Figure 7. Oxygen levels affect mechanics and organization of subcellular structures in PSCs.

(A) In low oxygen, nuclei become longer and lamins (red) appear smoothed at the nuclear periphery and interact with actin (green; dashed circle). Cytoskeleton depolymerization causes nuclear collapse and “wrinkling” of the nuclear lamina, suggesting that the intact cytoskeleton had been producing outward stress on the nucleus. Scale is 25 µm. (B) Quantification of nuclear morphology shows that PSC nuclei are more elongated than in MSCs, and low oxygen enhances this difference (ANOVA p < 0.001), (C) While PSCs are normally less deformable than MSCs (as in Figure 2), culture in low oxygen shows higher deformability (t-test p < 0.005 – line).
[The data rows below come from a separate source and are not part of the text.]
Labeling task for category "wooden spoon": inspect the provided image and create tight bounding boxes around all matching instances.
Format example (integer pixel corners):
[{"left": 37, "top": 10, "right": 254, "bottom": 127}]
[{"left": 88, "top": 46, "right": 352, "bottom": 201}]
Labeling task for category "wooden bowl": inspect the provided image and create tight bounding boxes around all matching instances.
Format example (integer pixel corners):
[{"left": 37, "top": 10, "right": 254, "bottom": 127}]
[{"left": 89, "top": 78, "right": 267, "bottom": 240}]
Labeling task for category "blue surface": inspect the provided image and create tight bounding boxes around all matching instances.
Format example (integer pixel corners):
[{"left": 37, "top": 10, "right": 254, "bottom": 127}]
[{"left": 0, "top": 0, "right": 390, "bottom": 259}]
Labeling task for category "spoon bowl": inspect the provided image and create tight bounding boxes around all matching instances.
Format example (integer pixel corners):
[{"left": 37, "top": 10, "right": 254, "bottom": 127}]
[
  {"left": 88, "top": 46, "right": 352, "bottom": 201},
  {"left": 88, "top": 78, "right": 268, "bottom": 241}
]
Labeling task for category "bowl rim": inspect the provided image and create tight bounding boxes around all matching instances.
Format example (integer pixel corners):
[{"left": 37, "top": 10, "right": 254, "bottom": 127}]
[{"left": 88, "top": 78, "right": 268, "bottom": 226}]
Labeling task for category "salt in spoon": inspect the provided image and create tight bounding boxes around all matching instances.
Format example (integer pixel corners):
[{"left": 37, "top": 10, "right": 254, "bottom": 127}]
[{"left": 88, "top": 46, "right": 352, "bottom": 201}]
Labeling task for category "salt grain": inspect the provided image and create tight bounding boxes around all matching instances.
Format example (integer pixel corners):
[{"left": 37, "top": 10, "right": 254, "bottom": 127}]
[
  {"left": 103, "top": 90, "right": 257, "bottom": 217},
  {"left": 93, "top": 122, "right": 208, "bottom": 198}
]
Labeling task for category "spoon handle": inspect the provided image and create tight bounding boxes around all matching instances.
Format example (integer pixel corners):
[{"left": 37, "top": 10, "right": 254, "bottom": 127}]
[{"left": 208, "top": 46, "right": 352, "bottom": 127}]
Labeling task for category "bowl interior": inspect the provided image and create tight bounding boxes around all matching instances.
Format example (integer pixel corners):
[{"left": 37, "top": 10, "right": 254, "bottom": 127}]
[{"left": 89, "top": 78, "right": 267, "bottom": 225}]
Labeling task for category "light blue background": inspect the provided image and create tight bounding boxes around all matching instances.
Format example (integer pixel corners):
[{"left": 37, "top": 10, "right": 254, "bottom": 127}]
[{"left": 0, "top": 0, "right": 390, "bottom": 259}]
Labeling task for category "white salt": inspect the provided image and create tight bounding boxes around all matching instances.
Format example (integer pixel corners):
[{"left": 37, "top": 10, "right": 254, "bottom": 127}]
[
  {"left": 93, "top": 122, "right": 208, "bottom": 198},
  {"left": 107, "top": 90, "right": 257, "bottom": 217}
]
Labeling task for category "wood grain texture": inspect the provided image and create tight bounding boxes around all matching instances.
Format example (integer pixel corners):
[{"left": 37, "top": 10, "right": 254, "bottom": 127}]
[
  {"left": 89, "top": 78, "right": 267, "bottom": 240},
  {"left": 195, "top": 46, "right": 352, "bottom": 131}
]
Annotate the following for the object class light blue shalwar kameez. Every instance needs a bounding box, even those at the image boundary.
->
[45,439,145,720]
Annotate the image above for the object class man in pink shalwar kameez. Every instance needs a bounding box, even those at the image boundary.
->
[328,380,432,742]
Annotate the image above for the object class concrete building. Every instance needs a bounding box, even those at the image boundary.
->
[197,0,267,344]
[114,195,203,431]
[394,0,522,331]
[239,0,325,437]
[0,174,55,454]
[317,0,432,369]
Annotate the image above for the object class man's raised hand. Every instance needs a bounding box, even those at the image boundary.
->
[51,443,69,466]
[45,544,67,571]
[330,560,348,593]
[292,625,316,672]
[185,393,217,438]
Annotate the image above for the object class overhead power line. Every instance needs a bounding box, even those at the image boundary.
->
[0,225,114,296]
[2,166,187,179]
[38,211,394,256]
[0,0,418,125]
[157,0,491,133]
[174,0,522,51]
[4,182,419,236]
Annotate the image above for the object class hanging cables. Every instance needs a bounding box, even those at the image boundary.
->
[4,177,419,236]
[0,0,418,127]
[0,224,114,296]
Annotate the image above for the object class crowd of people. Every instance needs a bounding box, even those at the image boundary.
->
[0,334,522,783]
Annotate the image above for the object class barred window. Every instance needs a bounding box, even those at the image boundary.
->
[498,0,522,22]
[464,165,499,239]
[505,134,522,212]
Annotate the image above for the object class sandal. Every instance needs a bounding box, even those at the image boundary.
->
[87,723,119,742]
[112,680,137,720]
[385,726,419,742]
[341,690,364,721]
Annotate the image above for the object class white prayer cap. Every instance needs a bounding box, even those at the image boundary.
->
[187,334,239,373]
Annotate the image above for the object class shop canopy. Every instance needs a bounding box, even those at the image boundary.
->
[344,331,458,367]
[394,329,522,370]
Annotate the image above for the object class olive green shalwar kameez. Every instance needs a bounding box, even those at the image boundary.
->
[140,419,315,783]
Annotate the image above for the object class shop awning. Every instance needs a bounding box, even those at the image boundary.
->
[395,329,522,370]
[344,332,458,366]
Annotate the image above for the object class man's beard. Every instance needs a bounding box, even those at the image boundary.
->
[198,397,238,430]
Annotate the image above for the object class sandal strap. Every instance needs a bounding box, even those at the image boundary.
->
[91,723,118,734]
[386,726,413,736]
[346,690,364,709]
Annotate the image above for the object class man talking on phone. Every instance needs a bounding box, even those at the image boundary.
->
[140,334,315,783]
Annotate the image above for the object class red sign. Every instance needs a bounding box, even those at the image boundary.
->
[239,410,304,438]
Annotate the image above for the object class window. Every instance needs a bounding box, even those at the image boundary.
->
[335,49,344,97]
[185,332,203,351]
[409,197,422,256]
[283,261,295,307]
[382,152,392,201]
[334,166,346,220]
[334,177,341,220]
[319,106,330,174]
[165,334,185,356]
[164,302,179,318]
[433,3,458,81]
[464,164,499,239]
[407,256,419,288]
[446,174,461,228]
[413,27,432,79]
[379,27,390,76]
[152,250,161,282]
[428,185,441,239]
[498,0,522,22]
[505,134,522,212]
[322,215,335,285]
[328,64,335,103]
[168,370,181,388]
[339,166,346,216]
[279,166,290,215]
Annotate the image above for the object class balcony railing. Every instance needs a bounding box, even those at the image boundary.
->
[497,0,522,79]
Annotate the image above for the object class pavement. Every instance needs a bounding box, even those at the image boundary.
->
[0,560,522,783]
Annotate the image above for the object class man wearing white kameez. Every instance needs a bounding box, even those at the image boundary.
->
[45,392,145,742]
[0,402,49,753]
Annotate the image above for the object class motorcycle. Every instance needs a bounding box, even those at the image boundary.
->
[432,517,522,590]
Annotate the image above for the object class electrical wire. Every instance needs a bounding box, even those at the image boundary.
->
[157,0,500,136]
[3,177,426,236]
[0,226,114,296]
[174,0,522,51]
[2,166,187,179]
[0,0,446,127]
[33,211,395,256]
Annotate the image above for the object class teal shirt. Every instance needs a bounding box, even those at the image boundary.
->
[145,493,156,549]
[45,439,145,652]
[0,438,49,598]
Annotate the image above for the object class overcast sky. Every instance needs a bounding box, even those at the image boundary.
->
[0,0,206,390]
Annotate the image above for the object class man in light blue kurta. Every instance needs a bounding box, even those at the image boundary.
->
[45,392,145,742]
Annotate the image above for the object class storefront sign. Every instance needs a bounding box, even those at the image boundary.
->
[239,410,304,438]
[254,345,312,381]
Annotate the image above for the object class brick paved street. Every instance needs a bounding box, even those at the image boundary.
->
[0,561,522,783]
The three values for A (Pa⁻¹) are statistically distinct (ANOVA p < 0.04). (D) Changes in nuclear area with depolymerization of the cytoskeleton are related to how deformed the nucleus is inside the cell by mechanoactive structures. Projected nuclear area is larger in cells cultured at 6% O₂ than at 21% O₂, but nuclei dramatically retract with cytoskeletal disruption. Nuclear area in cells cultured at 21% O₂ show no statistical change with cytoskeletal disruption. Dashed lines are p < 0.001 (t-test between samples). Errors are SEM.